14 de junho de 2018, 06h54

PF conclui que Temer comprou o silêncio de Eduardo Cunha

De mãos atadas, investigação não pode oferecer denúncia contra o presidente

Temer. Foto: Lula Marques

A Polícia Federal responsabilizou o presidente Michel Temer pelo crime de obstrução de justiça. O relatório da Operação Cui Bono, que tem como alvo desvios na Caixa Econômica Federal, afirma que o presidente tentou comprar o silêncio do ex-presidente da Câmara, Eduardo Cunha, em diálogo com o dono da JBS, Joesley Batista. No entanto, protegido pelo foro privilegiado, Temer é apenas citado no texto. A PF terá de aguardar o fim do mandato presidencial para tentar oferecer denúncia conta o emedebista.
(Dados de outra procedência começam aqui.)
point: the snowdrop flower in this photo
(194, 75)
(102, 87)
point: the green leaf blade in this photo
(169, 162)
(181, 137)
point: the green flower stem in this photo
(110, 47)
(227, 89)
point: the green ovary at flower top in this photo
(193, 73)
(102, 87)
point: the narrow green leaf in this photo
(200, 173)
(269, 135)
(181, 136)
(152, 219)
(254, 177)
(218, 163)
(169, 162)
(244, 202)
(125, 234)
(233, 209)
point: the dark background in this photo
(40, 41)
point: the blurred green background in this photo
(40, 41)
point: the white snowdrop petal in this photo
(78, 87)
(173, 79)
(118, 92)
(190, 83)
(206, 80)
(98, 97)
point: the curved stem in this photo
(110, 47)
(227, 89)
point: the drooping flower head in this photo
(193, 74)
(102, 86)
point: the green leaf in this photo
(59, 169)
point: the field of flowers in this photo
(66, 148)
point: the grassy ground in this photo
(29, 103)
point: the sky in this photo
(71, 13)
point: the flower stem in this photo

Entre os indiciados estão o dono da Gol, Henrique Constantino, o ex-ministro Geddel Vieira Lima e o ex-presidente da Câmara, Eduardo Cunha.

O relatório da Polícia Federal conclui que “foram verificados indícios suficientes de materialidade e autoria atribuível a Michel Miguel Elias Temer Lulia, Presidente da República no delito previsto no Artigo 2.º, inciso 1, da 12.850/13, por embaraçar investigação de infração penal praticada por organização criminosa”.

O texto da PF expressa o crime do presidente da República ao deixar de levar às autoridades competentes o diálogo travado com o empresário Joesley Batista no Palácio do Jaburu, no dia 7 de março de 2017. Na ocasião, Temer soltou a famosa frase “Tem que manter isso, viu” depois de ouvir de Batista a oferta de pagamento para manter calado o preso Eduardo Cunha.

Em delação premiada, Joesley declarou ter feito o pagamento de R$ 5 milhões pelo silêncio de Eduardo Cunha. Relembre abaixo o relatado pelo empresário.

“O Eduardo, quando já era presidente da Câmara, um dia me disse assim: ‘Joesley, tão querendo abrir uma CPI contra a JBS para investigar o BNDES. É o seguinte: você me dá R$ 5 milhões que eu acabo com a CPI’. Falei: ‘Eduardo, pode abrir, não tem problema’. ‘Como não tem problema? Investigar o BNDES, vocês.’ Falei: ‘Não, não tem problema’. ‘Você tá louco?’ Depois de tanto insistir, ele virou bem sério: ‘É sério que não tem problema?’. Eu: ‘É sério’. Ele: ‘Não vai te prejudicar em nada?’. ‘Não, Eduardo.’ Ele imediatamente falou assim: ‘Seu concorrente me paga R$ 5 milhões para abrir essa CPI. Se não vai te prejudicar, se não tem problema… Eu acho que eles me dão os R$ 5 milhões’. ‘Uai, Eduardo, vai sua consciência. Faz o que você achar melhor.’ Esse é o Eduardo. Não paguei e não abriu. Não sei se ele foi atrás. Esse é o exemplo mais bem-acabado da lógica dessa Orcrim.”